Graduation is a special event for students. However, I didn’t go to my first two graduations. I was undergoing nose surgery for my high school grad, straightening a break that happened in a water polo game. Then my first university graduation happened almost 3 years after it should have and I decided not to go because I literally would have known no one else in the grad class. I hadn’t even set foot on the campus for two years at that point. Oddly enough, this delay was also for water polo, I took my final courses at a different university so that I could play varsity water polo for a year, then I ended up not applying for graduation… not knowing that this was necessary.

The first time I crossed the stage was for my UBC education degree with my new wife in the audience. Then she was there again with me when I crossed the stage in Eugene Oregon for my Masters.
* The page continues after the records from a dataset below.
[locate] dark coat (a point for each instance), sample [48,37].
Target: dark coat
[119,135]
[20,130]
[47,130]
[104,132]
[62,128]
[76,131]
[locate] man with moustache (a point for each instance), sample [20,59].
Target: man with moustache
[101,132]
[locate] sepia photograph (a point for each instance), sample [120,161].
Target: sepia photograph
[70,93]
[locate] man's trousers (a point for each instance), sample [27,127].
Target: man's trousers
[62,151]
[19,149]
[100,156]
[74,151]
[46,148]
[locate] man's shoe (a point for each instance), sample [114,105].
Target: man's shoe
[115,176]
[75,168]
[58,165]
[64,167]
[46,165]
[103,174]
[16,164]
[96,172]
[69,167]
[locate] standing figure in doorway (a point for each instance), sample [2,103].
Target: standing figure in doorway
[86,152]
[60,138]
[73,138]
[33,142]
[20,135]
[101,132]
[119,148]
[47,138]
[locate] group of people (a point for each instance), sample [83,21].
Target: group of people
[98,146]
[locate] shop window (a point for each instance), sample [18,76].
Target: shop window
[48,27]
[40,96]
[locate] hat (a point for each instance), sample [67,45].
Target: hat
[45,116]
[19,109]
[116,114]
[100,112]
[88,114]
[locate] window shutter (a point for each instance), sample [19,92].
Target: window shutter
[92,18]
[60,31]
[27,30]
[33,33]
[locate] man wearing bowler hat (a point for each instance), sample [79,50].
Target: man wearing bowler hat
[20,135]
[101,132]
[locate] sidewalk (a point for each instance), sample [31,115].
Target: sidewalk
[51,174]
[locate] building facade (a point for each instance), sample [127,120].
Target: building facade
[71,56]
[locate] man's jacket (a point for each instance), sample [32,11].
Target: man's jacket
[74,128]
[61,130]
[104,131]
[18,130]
When I got my first university degree I shared, “I’m done with school, never again.” When I finished my Education degree, I declared again to anyone who would listen, “I’m done with school, never again.” Since finishing my masters, I haven’t said it… because that phrase doesn’t seem to be something I follow through with as intended. 🤣

Despite missing my first two grads, I understand the significance of the celebration. I know that for students it’s an important day. The end of high school, the end of a hard earned degree, these are big transition moments in a students life, a time to both look forward and back. It’s a time of trepidation and of excitement. It’s as right of passage ceremony that signifies the end of one part of a student’s life and the start of a new adventure.